Travel is at the top of their list if you ask a retiree what they want to do after retirement. Of course, for jet setting trips across the world, who wouldn't want to trade the 9-5 grind in? It sounds like an excellent idea, but how does overseas Medicare coverage work? What would happen if, while traveling abroad, you needed to seek medical care?
Your choices can be limited and, in some cases, incredibly expensive, depending on the type of Medicare plan you have. It is important to consider how your Medicare coverage abroad or outside the United States can contribute to your healthcare needs when traveling before you embark on your travel adventures.
Generally speaking, no. Basic Medicare (Part A and Part B of Medicare) provides healthcare only within the United States and its territories (Guam, Puerto Rico, U.S. Virgin Islands, American Samoa, and the Northern Mariana Islands). There are, however, a few unusual cases where the cost of medical services in a foreign country is covered by Medicare. These circumstances, according to Medicare.gov, include:
When a medical emergency arises that needs urgent medical treatment to avoid a disability or death, you are in the U.S., and the international hospital is closer to the closest U.S. hospital that can handle your medical condition.
When a medical emergency arises, you fly through Canada without unnecessary delay on the most direct route between Alaska and another state, and the Canadian hospital is closer than the closest U.S. hospital that can handle the emergency.
You live in the U.S. and your house is closer to the international hospital than the closest U.S. hospital that can handle your medical condition, regardless of whether there is an emergency.
Traveling on a cruise ship is also an additional condition. When your cruise ship is in territorial water, at a U.S. port, or within 6 hours of a U.S. port, Medicare may cover the cost of medical treatment. In addition to these unusual cases, Medicare does not provide for treatment outside the United States.
You would be responsible for 100 percent of the cost of seeking medical attention in a foreign country unless your care falls under the unusual instances mentioned above. On the opposite, you would only be liable for 20 percent of the bill if your medical treatment DOES suit the above criteria. Medicare Part A will cover inpatient hospital stays in this case, while Medicare Part B will cover emergency and non-emergency medical services, hospital services, and physician services. It is important to remember that prescription medications purchased in the United States are not protected by Medicare drug plans.

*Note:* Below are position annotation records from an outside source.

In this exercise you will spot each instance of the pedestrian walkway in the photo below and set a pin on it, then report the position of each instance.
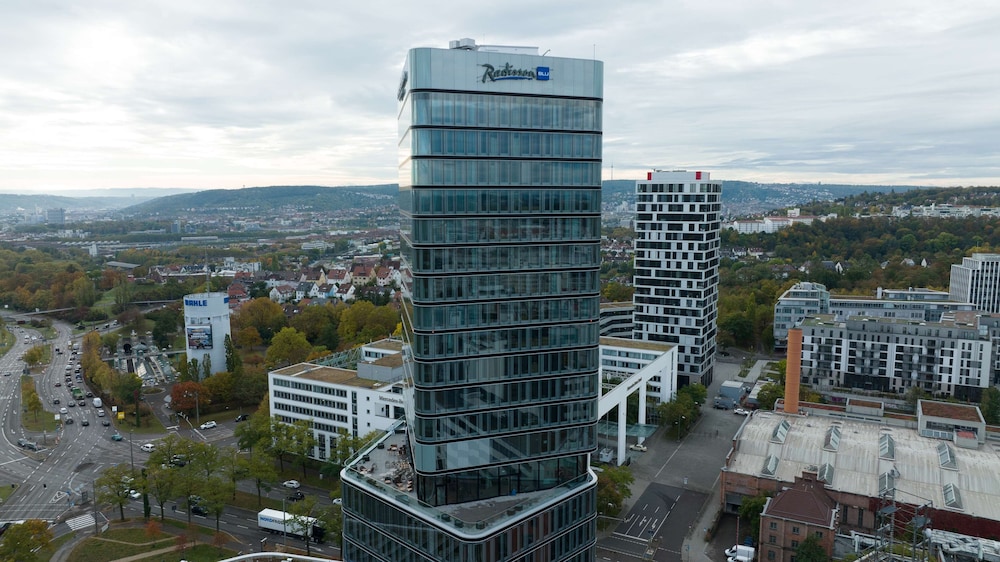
(81, 522)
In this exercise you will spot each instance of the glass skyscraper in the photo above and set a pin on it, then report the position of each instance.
(500, 195)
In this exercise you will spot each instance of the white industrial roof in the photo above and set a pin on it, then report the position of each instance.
(919, 467)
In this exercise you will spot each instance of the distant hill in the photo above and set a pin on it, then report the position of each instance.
(270, 199)
(748, 197)
(756, 197)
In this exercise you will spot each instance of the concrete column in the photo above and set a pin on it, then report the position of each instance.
(622, 417)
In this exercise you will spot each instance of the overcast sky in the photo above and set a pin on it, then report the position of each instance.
(225, 94)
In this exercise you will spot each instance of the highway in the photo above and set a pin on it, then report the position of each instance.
(50, 480)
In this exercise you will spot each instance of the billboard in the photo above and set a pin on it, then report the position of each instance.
(200, 337)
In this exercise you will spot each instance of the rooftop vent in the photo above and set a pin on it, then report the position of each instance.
(826, 473)
(886, 483)
(832, 441)
(780, 431)
(946, 456)
(770, 466)
(886, 447)
(952, 498)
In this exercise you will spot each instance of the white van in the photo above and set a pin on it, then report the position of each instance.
(740, 553)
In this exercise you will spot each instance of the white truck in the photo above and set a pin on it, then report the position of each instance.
(282, 523)
(740, 553)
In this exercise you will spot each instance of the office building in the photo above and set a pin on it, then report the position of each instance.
(977, 280)
(953, 357)
(677, 267)
(799, 301)
(500, 195)
(616, 319)
(808, 299)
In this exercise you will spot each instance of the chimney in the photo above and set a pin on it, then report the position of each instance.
(793, 370)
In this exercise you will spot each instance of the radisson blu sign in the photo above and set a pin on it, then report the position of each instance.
(508, 72)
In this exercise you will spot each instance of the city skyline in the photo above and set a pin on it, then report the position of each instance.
(223, 96)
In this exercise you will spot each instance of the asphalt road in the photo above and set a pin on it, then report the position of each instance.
(673, 480)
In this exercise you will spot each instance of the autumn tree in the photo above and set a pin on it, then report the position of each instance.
(364, 322)
(114, 485)
(289, 346)
(990, 405)
(264, 315)
(187, 396)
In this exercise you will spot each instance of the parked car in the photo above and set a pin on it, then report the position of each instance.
(199, 510)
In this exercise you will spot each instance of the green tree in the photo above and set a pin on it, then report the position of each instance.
(750, 509)
(613, 488)
(21, 541)
(289, 346)
(256, 432)
(113, 487)
(614, 291)
(84, 292)
(34, 355)
(259, 465)
(915, 394)
(302, 513)
(696, 392)
(304, 440)
(234, 363)
(810, 550)
(264, 315)
(160, 483)
(990, 405)
(33, 403)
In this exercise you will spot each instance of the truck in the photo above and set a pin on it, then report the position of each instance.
(740, 553)
(282, 523)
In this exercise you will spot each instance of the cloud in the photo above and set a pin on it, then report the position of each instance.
(225, 93)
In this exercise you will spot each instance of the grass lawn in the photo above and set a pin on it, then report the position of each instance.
(47, 552)
(5, 492)
(119, 543)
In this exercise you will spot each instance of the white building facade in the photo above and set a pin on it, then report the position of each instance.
(206, 325)
(977, 280)
(677, 267)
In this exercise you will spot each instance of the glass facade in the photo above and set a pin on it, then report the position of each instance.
(500, 195)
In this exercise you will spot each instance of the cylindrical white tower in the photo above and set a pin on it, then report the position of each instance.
(206, 325)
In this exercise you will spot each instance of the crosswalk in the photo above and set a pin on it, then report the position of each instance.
(81, 522)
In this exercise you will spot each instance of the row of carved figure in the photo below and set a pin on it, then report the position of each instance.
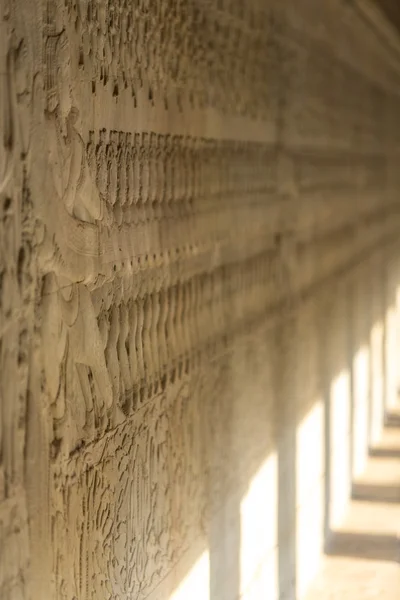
(167, 46)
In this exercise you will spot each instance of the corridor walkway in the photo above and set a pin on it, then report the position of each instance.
(363, 556)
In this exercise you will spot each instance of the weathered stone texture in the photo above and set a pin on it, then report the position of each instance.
(199, 230)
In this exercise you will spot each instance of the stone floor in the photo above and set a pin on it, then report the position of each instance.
(363, 558)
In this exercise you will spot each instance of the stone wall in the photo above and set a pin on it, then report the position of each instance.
(199, 268)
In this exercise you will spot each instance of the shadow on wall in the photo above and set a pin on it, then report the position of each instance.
(331, 377)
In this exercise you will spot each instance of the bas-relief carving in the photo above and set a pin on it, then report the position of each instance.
(157, 252)
(144, 491)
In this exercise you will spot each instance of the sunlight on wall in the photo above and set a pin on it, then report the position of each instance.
(196, 584)
(310, 466)
(258, 534)
(377, 389)
(390, 357)
(339, 446)
(360, 417)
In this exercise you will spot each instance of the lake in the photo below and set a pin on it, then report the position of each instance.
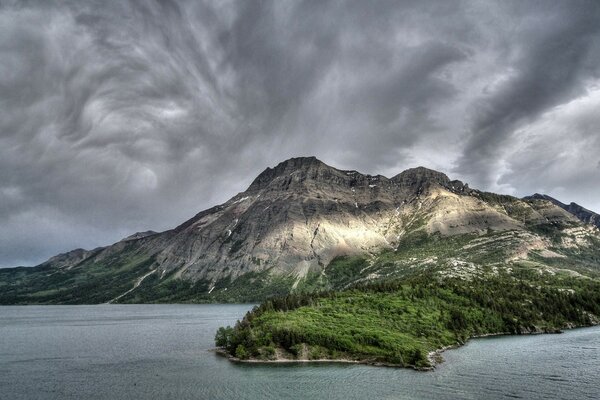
(163, 352)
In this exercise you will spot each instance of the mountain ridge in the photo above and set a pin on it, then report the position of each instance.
(291, 223)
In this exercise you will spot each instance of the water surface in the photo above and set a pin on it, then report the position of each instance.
(162, 352)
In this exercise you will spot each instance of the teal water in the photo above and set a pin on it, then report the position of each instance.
(162, 352)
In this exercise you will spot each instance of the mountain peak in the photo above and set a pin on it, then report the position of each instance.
(420, 175)
(286, 167)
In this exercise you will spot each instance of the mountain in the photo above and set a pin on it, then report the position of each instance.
(580, 212)
(306, 226)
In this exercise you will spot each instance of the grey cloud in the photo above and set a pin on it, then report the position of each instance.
(121, 116)
(555, 55)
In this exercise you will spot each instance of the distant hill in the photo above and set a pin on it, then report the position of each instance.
(580, 212)
(305, 226)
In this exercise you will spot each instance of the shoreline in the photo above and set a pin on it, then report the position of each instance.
(223, 353)
(434, 357)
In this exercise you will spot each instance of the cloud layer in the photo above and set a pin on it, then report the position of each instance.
(122, 116)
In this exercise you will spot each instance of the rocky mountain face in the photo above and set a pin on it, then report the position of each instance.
(289, 230)
(580, 212)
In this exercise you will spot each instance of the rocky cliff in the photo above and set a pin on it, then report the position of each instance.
(287, 228)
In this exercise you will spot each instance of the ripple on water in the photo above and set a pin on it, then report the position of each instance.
(161, 352)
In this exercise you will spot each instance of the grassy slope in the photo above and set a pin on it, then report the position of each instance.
(430, 293)
(87, 283)
(401, 322)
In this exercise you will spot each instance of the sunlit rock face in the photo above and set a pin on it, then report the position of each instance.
(285, 230)
(298, 216)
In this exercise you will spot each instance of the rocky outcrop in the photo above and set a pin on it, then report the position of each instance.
(298, 216)
(583, 214)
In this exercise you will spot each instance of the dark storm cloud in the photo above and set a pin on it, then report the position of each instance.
(552, 58)
(117, 116)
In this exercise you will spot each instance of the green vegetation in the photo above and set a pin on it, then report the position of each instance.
(86, 283)
(400, 322)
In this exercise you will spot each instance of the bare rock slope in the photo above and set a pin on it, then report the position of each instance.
(286, 229)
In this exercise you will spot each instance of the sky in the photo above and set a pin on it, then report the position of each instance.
(123, 116)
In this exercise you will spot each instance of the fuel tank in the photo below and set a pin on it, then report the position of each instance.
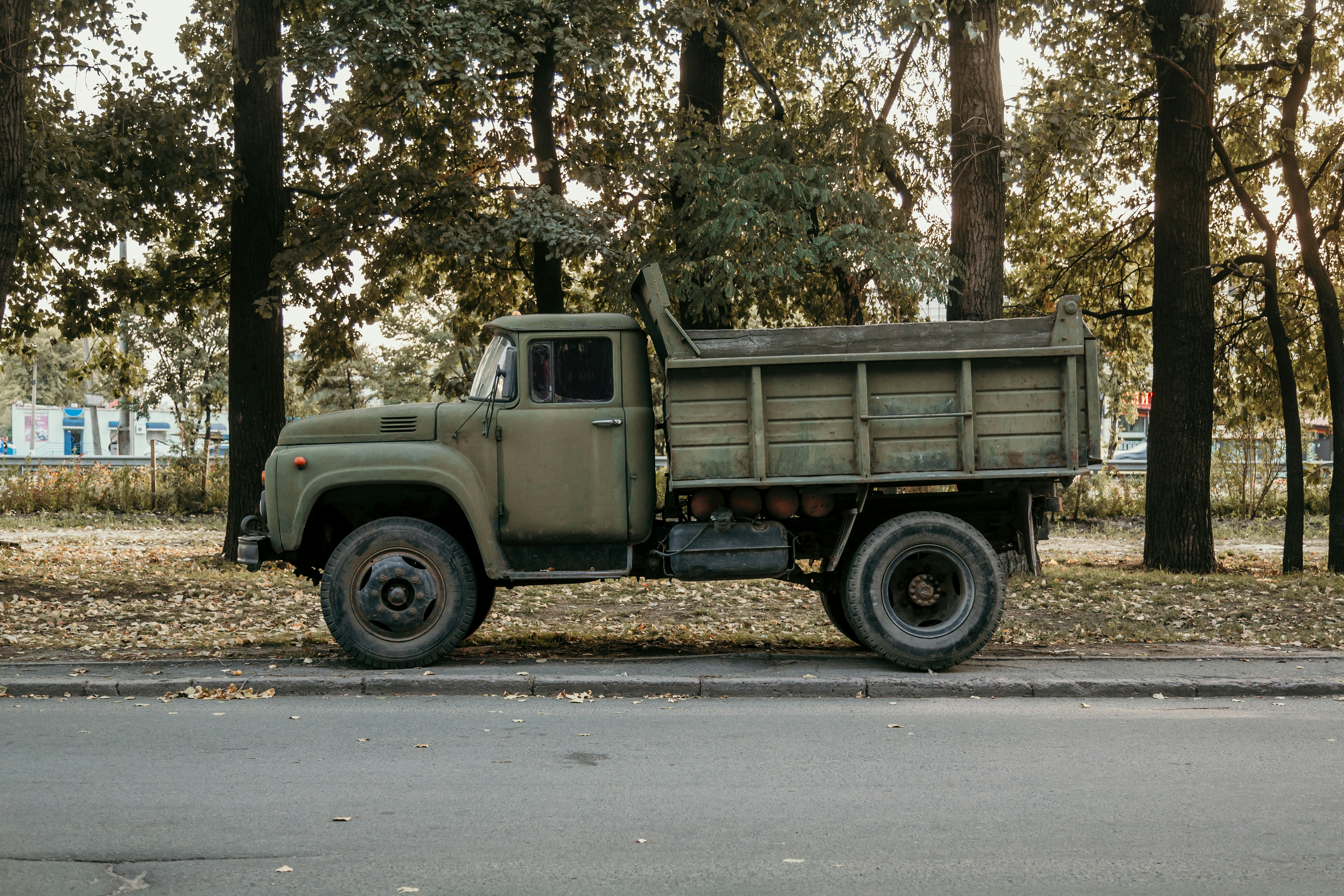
(741, 550)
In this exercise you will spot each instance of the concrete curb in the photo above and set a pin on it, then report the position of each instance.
(912, 686)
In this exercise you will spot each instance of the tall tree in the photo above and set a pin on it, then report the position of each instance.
(547, 275)
(256, 331)
(15, 30)
(701, 68)
(1310, 241)
(1179, 516)
(978, 142)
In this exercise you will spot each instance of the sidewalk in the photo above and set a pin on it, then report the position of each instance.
(741, 675)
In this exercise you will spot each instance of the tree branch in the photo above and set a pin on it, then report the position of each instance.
(900, 77)
(1119, 312)
(1287, 65)
(772, 95)
(1243, 170)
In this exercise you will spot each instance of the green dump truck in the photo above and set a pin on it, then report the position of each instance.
(885, 467)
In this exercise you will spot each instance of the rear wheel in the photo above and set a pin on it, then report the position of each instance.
(398, 593)
(925, 590)
(484, 604)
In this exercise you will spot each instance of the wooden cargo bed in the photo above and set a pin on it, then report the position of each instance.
(896, 403)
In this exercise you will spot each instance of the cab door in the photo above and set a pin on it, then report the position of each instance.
(562, 446)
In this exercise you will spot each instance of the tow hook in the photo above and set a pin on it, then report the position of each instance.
(249, 543)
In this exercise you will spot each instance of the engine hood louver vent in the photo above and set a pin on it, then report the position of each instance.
(398, 425)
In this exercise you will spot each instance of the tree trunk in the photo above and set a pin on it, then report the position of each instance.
(701, 91)
(15, 30)
(256, 342)
(1181, 440)
(1311, 248)
(701, 86)
(978, 183)
(547, 284)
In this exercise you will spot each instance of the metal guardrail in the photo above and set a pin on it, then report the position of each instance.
(85, 463)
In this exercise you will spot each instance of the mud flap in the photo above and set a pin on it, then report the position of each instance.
(1026, 528)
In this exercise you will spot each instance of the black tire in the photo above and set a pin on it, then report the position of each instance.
(832, 601)
(398, 593)
(925, 590)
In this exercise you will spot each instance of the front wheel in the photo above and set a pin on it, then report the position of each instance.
(925, 590)
(400, 593)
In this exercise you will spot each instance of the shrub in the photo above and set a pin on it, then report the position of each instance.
(124, 490)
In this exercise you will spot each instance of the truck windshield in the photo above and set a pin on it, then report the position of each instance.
(499, 354)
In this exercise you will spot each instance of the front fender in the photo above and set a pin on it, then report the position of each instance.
(330, 467)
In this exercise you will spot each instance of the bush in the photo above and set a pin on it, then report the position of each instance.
(1104, 495)
(124, 490)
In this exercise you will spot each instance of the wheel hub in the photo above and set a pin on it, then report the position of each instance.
(929, 592)
(924, 592)
(397, 593)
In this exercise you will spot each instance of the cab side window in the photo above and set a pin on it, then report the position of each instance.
(572, 371)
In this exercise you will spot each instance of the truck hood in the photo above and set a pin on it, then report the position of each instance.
(389, 424)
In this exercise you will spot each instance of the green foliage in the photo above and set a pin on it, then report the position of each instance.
(1080, 214)
(146, 163)
(190, 369)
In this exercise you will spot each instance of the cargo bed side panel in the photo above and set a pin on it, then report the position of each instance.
(709, 424)
(902, 389)
(1019, 414)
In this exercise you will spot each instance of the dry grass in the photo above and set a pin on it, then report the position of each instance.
(165, 592)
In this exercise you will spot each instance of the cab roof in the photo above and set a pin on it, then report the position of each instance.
(534, 323)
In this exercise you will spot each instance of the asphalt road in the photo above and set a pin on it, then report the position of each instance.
(732, 796)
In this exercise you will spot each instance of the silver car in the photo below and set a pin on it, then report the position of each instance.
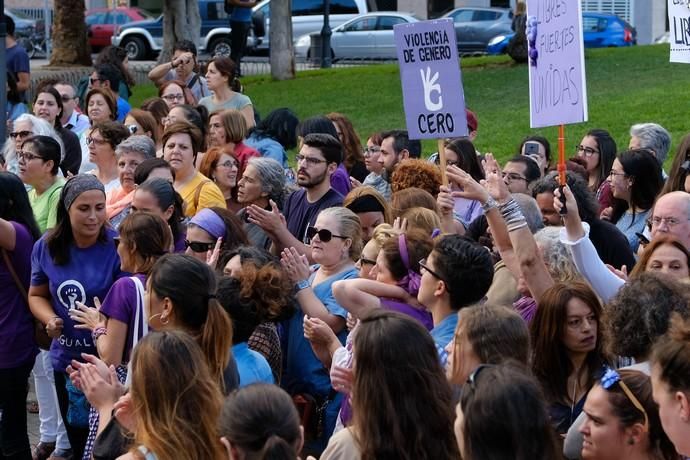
(475, 27)
(368, 36)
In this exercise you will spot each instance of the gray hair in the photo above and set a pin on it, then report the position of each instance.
(653, 137)
(349, 227)
(39, 127)
(556, 255)
(272, 178)
(140, 144)
(530, 209)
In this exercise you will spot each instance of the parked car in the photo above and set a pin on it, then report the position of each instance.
(475, 27)
(368, 36)
(144, 39)
(102, 23)
(598, 30)
(307, 17)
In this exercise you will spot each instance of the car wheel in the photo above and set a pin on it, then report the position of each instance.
(136, 48)
(220, 47)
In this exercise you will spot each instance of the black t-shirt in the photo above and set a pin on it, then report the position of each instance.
(611, 244)
(300, 214)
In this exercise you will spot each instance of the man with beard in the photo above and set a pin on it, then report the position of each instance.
(316, 162)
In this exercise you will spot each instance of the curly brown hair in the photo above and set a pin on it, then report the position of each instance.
(416, 173)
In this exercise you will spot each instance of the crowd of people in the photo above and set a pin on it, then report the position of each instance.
(174, 289)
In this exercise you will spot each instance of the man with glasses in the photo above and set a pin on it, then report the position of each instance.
(71, 119)
(316, 162)
(519, 173)
(107, 76)
(457, 274)
(671, 216)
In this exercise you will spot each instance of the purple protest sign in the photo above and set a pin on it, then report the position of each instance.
(431, 81)
(557, 85)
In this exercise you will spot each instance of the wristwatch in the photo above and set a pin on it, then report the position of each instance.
(490, 204)
(303, 284)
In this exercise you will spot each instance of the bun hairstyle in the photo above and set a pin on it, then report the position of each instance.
(262, 422)
(191, 287)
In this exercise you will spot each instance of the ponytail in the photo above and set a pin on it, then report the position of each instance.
(215, 340)
(277, 448)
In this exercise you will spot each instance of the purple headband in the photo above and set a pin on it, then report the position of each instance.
(412, 280)
(210, 222)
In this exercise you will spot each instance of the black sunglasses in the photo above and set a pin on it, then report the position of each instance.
(198, 246)
(324, 235)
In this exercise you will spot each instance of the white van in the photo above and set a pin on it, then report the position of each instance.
(307, 17)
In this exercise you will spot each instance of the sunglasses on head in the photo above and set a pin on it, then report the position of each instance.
(324, 235)
(198, 246)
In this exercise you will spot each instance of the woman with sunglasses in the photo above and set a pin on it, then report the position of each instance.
(175, 93)
(623, 420)
(336, 243)
(23, 127)
(101, 106)
(38, 167)
(397, 280)
(48, 106)
(130, 153)
(213, 227)
(221, 165)
(598, 150)
(501, 416)
(102, 140)
(74, 262)
(120, 321)
(387, 415)
(181, 144)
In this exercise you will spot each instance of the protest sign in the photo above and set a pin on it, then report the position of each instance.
(679, 30)
(557, 85)
(431, 81)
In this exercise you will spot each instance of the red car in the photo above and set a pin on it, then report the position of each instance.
(102, 22)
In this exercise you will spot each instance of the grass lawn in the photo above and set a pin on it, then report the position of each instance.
(625, 86)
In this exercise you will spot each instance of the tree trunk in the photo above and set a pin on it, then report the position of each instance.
(181, 21)
(280, 39)
(70, 43)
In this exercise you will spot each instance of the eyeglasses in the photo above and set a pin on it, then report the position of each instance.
(425, 267)
(365, 261)
(588, 151)
(21, 134)
(173, 97)
(610, 378)
(371, 150)
(198, 246)
(92, 140)
(472, 379)
(229, 164)
(437, 160)
(324, 235)
(510, 177)
(670, 221)
(27, 156)
(309, 160)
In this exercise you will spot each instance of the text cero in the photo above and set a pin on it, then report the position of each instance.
(435, 123)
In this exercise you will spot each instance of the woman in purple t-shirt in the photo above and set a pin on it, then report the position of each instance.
(75, 261)
(121, 321)
(18, 231)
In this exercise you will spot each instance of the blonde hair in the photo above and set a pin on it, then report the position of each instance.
(175, 399)
(349, 227)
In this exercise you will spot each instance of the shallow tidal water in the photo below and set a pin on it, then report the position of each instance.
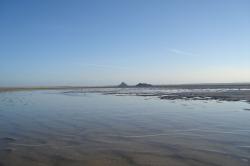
(50, 128)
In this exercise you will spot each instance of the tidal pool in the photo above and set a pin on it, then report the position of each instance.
(49, 128)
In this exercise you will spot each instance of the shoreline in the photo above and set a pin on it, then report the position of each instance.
(236, 92)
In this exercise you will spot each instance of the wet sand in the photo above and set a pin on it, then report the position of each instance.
(69, 128)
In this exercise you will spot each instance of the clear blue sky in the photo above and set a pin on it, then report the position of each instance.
(77, 42)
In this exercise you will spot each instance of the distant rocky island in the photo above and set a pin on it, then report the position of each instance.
(123, 85)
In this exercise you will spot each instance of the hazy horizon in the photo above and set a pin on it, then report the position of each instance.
(95, 43)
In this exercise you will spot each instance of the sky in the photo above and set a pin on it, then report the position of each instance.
(105, 42)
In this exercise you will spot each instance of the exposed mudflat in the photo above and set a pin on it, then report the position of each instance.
(124, 126)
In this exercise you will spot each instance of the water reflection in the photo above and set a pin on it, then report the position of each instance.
(54, 128)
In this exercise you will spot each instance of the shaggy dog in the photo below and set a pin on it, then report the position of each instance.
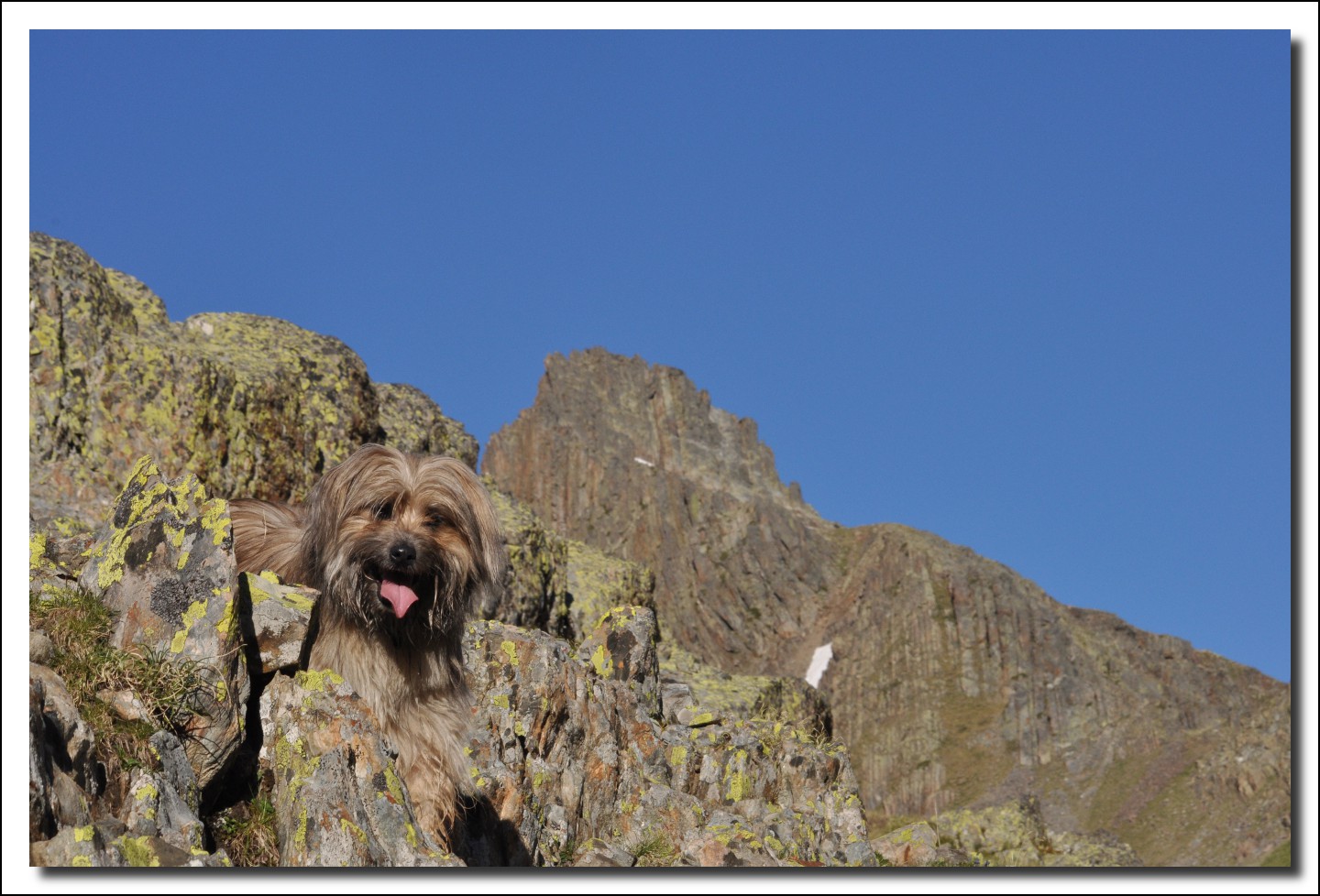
(402, 547)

If flying abroad is part of your retirement package, you may want to seek extra benefits that will protect you when traveling outside the United States in case of an emergency. Here are a few alternatives to consider:
A Medicare Advantage plan (also known as Medicare Part C) is a type of health plan for Medicare that is offered by a private insurance provider. All the advantages of a basic Medicare plan, plus much more, are covered by Medicare Advantage plans. Some Medicare Advantage plans cover medical emergencies that happen while traveling abroad. It is important to remember that, in combination with Medicare Advantage plans, Medigap plans cannot be used.
Medigap is an insurance plan for Medicare supplement that works along with original Medicare to help offset the expenses that Medicare does not pay for. At present, for international travel, Plans C, D, F, G, M, and N provide emergency health coverage.
Some main features of the Medigap international travel supplement package include:
coverage for the first 60 days of travel
After a $250 premium is met for the year, 80% of the cost of emergency treatment outside the U.S. is covered.
$ 50,000-lifetime limit
It is important to remember that, within particular time periods, certain Medigap programs are only available for registration.
3. Insurance for Private Travel
You may want to consider private travel insurance if you're not planning on traveling often, or if you're looking for a more temporary payment as you travel plan. To complement your Medicare coverage, there are many options for private travel insurance that offer a range of international healthcare benefits.
Overall, international medical emergencies will not be covered by international Medicare alone. There are, however, a number of supplemental plans that can help fill the void. Before you enroll in a Medicare plan or before travel, taking the time to consider which choice is best for you will help alleviate the burden of an unforeseeable medical emergency overseas.